I am working with 5000 cases/children referred to the child welfare system, each with 4 waves of data. I am going to model the relationship between the number of placements between waves and score on a behavior problems measure. Label the four number of placement variables np1, np2, np3, and np4 and the four behavior variables b1,b2,b3, and b4. My basic model is:

!placement on placement;
np2 on np1;
np3 on np2;
np4 on np3;
!behavior on behavior;
b2 on b1;
b3 on b2;
b4 on b3;
!behavior on placement;
b1 on np1;
b2 on np2;
b3 on np3;
b4 on np4;
!placement on behavior;
np2 on b1;
np3 on b2;
np4 on b3;

I need suggestions on how to integrate two types control variables into the analysis: 1) those constant across waves (gender, initial type of maltreatment, and ethnicity) and 2) those that change by wave (age group, type of placement residing in, and length of time resided in placement).

Do I simply enter the control variables into the above regressions? Would building a growth factor help? Should I build the controls into the model?

Any suggestions would be appreciated.

Thanks.

Jim
 Linda K. Muthen posted on Monday, January 26, 2009 - 4:26 pm
If you want an autoregressive model as you have specified, you could do the following where gender is a time-invariant covariate and tv is a time-varying covariate:

np2 on np1 gender tv2;
np3 on np2 gender tv3;
np4 on np3 gender tv4;

If you use a latent growth curve model, you regress the growth factors on the time-invariant covariates and the outcome on the time-varying covariates.
 james rosenthal posted on Tuesday, January 27, 2009 - 7:19 am
Linda:

thank-you for your help.

also, could i use a multiple groups strategy to examine whether a covariate/control has a significant effect on the overall model?

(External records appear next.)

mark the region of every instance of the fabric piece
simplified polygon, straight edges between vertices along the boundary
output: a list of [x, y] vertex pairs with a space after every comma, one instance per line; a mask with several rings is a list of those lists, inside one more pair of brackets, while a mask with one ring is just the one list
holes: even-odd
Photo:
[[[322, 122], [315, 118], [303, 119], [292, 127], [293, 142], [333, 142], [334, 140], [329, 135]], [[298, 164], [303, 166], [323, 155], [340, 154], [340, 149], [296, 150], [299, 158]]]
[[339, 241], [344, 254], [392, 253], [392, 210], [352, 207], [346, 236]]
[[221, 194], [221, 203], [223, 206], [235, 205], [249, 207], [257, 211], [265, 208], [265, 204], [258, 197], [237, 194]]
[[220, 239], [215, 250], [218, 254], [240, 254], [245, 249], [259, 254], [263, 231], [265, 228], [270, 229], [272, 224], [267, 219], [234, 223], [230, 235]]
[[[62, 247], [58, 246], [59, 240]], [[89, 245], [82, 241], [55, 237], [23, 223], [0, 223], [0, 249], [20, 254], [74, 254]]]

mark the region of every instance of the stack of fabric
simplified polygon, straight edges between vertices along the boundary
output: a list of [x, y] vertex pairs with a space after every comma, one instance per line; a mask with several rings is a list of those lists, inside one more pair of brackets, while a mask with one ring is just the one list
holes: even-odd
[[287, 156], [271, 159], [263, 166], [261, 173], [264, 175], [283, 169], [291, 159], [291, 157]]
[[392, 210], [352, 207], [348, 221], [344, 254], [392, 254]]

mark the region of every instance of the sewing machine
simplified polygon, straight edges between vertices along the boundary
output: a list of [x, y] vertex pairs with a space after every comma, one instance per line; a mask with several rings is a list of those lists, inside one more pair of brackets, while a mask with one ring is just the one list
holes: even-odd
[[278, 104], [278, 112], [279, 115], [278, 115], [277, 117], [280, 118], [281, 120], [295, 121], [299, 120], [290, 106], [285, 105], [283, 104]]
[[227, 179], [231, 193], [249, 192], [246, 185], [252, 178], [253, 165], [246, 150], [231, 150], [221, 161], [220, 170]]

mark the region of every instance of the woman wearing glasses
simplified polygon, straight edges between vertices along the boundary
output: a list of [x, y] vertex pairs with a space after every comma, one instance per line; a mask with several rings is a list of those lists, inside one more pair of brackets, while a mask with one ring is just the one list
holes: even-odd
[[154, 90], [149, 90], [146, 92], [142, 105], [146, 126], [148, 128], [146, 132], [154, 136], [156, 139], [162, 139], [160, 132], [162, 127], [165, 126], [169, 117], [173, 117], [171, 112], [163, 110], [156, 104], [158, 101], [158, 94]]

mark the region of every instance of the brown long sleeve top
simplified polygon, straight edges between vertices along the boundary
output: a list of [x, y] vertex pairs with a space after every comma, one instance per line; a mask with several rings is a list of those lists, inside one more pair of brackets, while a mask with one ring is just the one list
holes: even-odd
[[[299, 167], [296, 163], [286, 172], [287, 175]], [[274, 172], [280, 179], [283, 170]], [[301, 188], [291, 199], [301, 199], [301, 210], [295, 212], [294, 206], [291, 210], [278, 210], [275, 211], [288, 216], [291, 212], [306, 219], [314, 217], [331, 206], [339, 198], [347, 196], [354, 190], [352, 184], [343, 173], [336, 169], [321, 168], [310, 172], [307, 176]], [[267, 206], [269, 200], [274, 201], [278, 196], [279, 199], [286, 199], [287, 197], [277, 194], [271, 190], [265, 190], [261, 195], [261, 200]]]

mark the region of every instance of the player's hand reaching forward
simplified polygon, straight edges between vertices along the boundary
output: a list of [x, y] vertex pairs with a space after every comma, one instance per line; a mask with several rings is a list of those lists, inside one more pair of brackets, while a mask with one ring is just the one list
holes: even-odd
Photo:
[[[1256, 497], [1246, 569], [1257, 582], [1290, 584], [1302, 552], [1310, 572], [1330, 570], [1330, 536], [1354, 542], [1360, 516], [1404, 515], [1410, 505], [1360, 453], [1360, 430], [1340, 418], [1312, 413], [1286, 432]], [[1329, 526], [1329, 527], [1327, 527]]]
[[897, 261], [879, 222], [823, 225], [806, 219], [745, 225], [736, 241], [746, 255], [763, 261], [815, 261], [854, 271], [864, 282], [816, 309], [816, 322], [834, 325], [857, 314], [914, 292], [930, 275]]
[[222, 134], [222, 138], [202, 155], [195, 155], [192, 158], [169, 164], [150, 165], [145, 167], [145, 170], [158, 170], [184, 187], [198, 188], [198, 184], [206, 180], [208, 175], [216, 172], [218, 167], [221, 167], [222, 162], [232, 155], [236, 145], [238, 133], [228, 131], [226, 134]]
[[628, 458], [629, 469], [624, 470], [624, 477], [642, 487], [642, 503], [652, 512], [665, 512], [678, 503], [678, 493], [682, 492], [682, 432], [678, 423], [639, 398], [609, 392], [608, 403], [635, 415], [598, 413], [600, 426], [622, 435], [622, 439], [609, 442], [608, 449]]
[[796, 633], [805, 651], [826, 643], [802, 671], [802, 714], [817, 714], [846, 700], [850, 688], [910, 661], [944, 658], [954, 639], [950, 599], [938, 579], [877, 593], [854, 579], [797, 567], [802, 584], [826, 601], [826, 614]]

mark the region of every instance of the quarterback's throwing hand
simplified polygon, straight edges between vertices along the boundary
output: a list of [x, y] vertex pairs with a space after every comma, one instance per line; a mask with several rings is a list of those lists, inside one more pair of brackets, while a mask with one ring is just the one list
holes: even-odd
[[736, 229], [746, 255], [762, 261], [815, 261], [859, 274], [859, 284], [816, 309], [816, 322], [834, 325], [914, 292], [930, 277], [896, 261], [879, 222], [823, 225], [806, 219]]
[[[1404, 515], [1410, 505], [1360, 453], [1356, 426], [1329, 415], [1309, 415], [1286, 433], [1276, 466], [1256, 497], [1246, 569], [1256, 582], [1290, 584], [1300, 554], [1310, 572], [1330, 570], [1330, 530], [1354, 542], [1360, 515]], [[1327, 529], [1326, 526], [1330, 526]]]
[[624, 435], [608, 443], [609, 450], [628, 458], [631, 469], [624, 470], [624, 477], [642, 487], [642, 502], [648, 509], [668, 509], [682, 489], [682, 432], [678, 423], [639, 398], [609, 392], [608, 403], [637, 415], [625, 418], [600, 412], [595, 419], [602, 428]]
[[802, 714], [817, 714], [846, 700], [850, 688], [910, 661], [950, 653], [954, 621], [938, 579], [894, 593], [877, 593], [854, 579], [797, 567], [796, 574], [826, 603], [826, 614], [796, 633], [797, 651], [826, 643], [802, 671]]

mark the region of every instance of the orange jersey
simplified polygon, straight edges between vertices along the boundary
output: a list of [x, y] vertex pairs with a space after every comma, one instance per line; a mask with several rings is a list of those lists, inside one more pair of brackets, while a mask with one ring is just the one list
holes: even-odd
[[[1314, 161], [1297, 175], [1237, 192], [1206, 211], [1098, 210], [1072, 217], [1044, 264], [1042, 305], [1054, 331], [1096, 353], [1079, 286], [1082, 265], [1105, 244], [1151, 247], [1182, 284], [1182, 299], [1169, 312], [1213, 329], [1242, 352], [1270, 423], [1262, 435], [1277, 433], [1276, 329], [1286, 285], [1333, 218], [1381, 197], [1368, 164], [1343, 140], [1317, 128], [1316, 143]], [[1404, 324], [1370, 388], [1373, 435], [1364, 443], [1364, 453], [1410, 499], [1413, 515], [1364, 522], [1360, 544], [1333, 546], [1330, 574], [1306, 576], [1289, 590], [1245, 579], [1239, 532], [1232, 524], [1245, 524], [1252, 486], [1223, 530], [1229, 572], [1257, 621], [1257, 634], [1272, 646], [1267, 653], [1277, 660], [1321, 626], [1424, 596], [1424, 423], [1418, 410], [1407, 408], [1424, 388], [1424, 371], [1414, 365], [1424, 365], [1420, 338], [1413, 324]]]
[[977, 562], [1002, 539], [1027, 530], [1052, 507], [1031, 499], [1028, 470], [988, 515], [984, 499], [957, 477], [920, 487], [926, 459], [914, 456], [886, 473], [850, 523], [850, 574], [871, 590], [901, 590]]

For instance (sticking with the model statement that i wrote out on the prior email). could i state that model statement for, say, boys, and then repeat the entire model statement for girls? would doing so provide a test of whether gender contributes significantly to the overall model?

thanks again.

jim
 Linda K. Muthen posted on Tuesday, January 27, 2009 - 8:16 am
You could use a categorical covariates as a grouping variable to test differences across groups in not only intercepts but also regression coefficients.
 james rosenthal posted on Tuesday, January 27, 2009 - 8:45 am
Linda:

I had pictured testing a categorical covariate as a grouping variable by comparing some sort of (probably?) chi-square based measure of model fit of the model with and without the covariate.

could you possibly provide some guidance on 1) how to test intercepts, 2) how to test regression coefficients, 3) how one would get an overall chi-square test (or other related test) of whether the covariate was contributing significantly.

If i simply repeated the model statement for the second group?, what does that test and not test (coefficients? intercepts?) or is such a statement way off track.

thanks again for your help.

Jim
 Linda K. Muthen posted on Tuesday, January 27, 2009 - 10:42 am
The Topic 1 short course handout shows how to use chi-square difference testing with multiple group analysis to test the difference of parameters across groups. There is also a video of the Topic 1 short course available. Difference testing using chi-square or the loglikelihood is also discussed in Chapter 13 of the Mplus User's Guide in the multiple group discussion.